Ron Rogness, GAPP Economic and Industry Advisor; Sharon Ripps, GAPP Research Advisor , July 14, 2022

GAPP Ramps Up its Grant Efforts

The GAPP Board has tasked staff to identify and apply for grants to fund programs and projects that assist in GAPP’s mission to increase awareness of and build demand for Wild Alaska Pollock—thereby adding valuable resources to the GAPP “pockets” to aid in achieving its mission.

GAPP has in the past submitted pre-proposals and full proposals for consideration in NOAA Fisheries’ Saltonstall-Kennedy (S-K) Grant Program. To date, none of GAPP’s proposals have been recommended by NOAA for funding. Last year was a difficult year for Alaskan-based projects in the FY 2022 S-K program. Just under seven percent of the total funds available for research were to Alaskan-based projects whereas just over 30% went to Northeast/mid-Atlantic-based projects, just under 30% went to projects in the South Atlantic and the Gulf of Mexico, and the balance to projects in the Western Pacific and Pacific coast.

This year, GAPP is submitting multiple proposals to tackle existing and emerging challenges in marketing Wild Alaska Pollock. For example, one proposal looks at building retail demand for Wild Alaska Pollock surimi. This two-part project will change the perception of Alaska Pollock Surimi Seafood from a fake and imitation food to one that carries all the benefits of its primary ingredient, Wild Alaska Pollock - a great tasting, affordable, and nutritious seafood choice. To change consumer perception of Alaska Pollock Surimi Seafood, we need to change the Surimi Seafood proposition at retail by both changing the product’s statement of identity to emphasize its real seafood identity and by leveraging retailers’ nutritionists to promote surimi seafood’s real food goodness, affordability, and accessibility.

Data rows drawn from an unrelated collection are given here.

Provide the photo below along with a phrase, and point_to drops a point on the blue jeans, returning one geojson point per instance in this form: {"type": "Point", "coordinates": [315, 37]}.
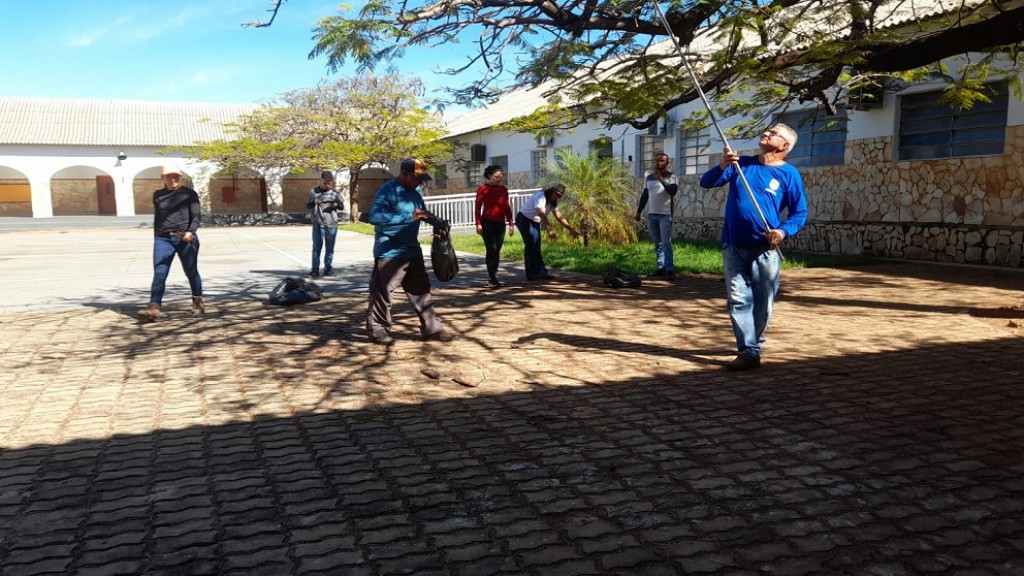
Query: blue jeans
{"type": "Point", "coordinates": [751, 283]}
{"type": "Point", "coordinates": [164, 249]}
{"type": "Point", "coordinates": [324, 235]}
{"type": "Point", "coordinates": [530, 232]}
{"type": "Point", "coordinates": [659, 227]}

Another proposal would estimate consumer and retail-level food waste of Wild Alaska Pollock fillet and minced products. Seafood, particularly in the U.S., has been estimated to have the highest percentage of food loss and waste of any animal-based protein. In the UN FAO report, “Global Food Losses and Waste, Extent, Causes, and Prevention,” food waste for meat is estimated to be 24.5%, whereas food waste for seafood is estimated to be 60.5%. In the Journal of Global Environmental Change, an article entitled “Wasted seafood in the United States: Quantifying loss from production to consumption and moving towards solutions,” estimates that 40-47% of the seafood supply in the U.S. is lost annually. In 2014, the USDA Economic Information #127 reported the following estimates of combined retail and consumer loss estimates for proteins:  poultry – 21%, meat – 28%, and fish and seafood - 40%. Other research since 2014 reports numbers within these ranges.

The reporting of only generalized food waste and loss numbers for seafood negatively affects those fish and seafood items (such as frozen and coated products with extended shelf life) that are likely to have much lower waste than the overall averages. First, it potentially increases the cost perception of seafood by consumers.  Second, it has been used to question the utilization of U.S. fisheries resources as a source of food. Finally, factoring in food waste and food loss is increasingly used when reporting GHG emissions and the application of erroneous food waste percentages could result in artificially high GHG emissions that may discourage consumption.

Other proposals would focus on building new markets for Wild Alaska Pollock roe while another would build off the GAPP-funded Life Cycle Assessment released last year by identifying opportunities to improve energy efficiency in the supply chain.

GAPP is also expanding its scope and looking beyond the NOAA S-K program including grant programs offered through the U.S. Department of Agriculture, the U.S. Department of Energy, and private foundations.

Fingers crossed on the success of these and other future grant applications!